For those of us where it does cross over to enslaving other sentient beings, we desperately want to do something about it. As advocates for these enslaved food-producing animals we have to shout loud because, unlike their human slave-counterparts, they have no chance to organise their escape. Animals have no power to do anything against the wishes of the human. They're powerless against human oppression. Unless there's a human advocate, vegans no less, to step in on their behalf, they have no chance of being released.

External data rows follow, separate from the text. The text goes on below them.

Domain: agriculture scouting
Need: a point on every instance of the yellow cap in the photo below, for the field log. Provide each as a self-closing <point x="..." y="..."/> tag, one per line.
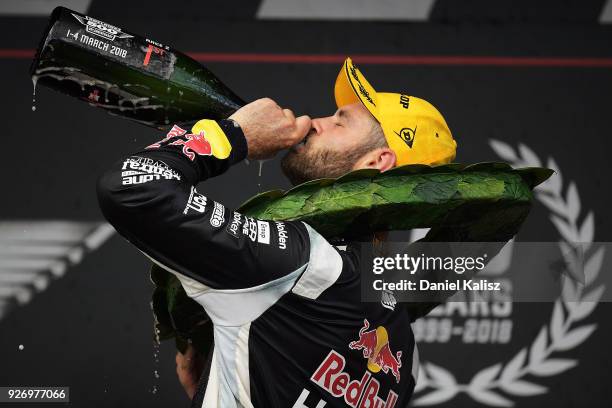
<point x="415" y="130"/>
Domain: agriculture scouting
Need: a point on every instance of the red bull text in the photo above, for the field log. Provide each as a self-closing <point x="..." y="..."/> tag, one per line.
<point x="361" y="393"/>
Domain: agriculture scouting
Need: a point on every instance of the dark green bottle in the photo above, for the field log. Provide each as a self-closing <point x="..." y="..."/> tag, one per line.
<point x="127" y="75"/>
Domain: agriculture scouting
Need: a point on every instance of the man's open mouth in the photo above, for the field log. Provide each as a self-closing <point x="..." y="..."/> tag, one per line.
<point x="305" y="140"/>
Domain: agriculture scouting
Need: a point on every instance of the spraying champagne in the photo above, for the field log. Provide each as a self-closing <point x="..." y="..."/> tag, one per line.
<point x="126" y="74"/>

As vegans, our own present highly prized freedom allows us to be animal advocates, but that comes at a price. By uncovering certain truths and speaking about them in public, we find ourselves getting off-side with people. Animal advocacy upsets almost everyone, and for obvious reasons! But it won’t always be that way. There are obvious chinks of good sense in what vegans are saying. It will be apparent, eventually. Vegan principle and anti-slavery make sense in two ways - as buoys marking the progress of human evolution and as cautioning the danger of neglecting our human health. We, as vegans, wish to weaken the ‘exploiters'’ influence on Society by keeping people away from animal foods and therefore out of hospital, and safe from premature death. We encourage people to un-poison their bodies and minds and of course to no longer be part of the obscenity that amounts to 150,000 animal executions a minute. Until we move away from so much gratuitous self-harm and this daily holocaust happening at abattoirs all over the world, nothing can possibly go well for us personally or collectively. The first rung on the escape ladder from the omnivore trap is to drop our 'matey-ness' with the 1%ers.